At the time, she writes, many in Pakistan would ask her why there weren’t any English language writers in Pakistan. But, contrary to general perception, Muneeza recalls, she was “meeting and writing about Pakistani-English authors all the time”.
This disconnect between perception and reality served as a catalyst of sorts for A Dragonfly in the Sun, the 1997 anthology she went on to compile. The anthology included the works of several writers of Pakistani origin living abroad, raising important questions of “identity and belonging”. In Hybrid Tapestries, Muneeza addresses those questions and defines what it means to be a “Pakistani” writer: “anyone who claims that identity,” she argues.

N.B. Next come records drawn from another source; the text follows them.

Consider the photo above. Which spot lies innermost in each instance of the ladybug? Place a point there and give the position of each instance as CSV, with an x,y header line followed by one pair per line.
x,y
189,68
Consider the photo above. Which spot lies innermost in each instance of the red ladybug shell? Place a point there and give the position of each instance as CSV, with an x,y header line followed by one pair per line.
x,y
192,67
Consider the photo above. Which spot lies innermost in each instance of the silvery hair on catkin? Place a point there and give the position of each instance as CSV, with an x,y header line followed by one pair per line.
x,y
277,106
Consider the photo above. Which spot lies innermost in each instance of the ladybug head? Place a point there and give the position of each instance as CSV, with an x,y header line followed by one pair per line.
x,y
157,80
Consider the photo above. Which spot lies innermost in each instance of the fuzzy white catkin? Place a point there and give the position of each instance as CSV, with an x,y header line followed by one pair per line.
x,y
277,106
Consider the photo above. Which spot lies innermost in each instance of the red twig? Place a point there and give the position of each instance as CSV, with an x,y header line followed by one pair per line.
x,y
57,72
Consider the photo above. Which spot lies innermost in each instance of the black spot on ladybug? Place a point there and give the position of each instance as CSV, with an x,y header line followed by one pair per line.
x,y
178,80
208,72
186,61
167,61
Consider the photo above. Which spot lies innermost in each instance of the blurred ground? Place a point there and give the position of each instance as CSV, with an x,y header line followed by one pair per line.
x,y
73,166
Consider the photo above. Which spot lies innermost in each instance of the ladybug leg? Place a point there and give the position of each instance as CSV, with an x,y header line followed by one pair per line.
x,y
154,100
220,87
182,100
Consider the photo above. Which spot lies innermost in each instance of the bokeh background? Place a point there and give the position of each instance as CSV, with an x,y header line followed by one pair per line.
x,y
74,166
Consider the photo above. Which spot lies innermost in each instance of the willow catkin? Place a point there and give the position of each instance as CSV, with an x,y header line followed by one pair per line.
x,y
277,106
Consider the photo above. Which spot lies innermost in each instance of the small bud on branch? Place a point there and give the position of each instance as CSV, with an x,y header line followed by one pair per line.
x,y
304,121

She asserts early on in her remarkably well-organised, thoughtful and extremely readable book that Pakistani English literature is unlike other Pakistani literatures in that it is a “direct result of the colonial encounter”.
She uses a “historical trajectory” to trace the development of Pakistani English literature: the starting point of the trajectory are the “founders” of Pakistani English writing — writers who became Pakistani at the time of the Partition, whose writing cannot be separated from the “colonial encounter”. She, however, avoids using what she refers to as the “academic labels” of postmodern and postcolonial.

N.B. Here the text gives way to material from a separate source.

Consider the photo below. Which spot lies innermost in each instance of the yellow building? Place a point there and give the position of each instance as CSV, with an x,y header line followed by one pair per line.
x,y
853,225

Muneeza is also ever mindful of the “cultural intermingling” and the “hybrid influences” that have resulted in the “tapestry” of a complex, if not complicated, history of English literature in Pakistan.
English may have been introduced to South Asia by British imperialism but those writing in it wanted to challenge the narratives of the Empire. Pre-Partition writers of fiction and poetry in English were, thus, faced with the formidable task of “finding the true expression of the subcontinent in the English language, which did not, or seemingly could not, accommodate the nuances of South Asia and its many cultures”.
Hybrid Tapestries is divided into two sections: Pioneering Writers and Developing Genres. The former includes Atiya Fyzee-Rahamin (1877-1967), Shahid Suhrawardy (1890-1965) and Ahmed Ali (1910-1994) – who all started writing much before 1947 – and Zulfikar Ghose, Taufiq Rafat and Sara Suleri — who embarked on their literary careers immediately after Independence.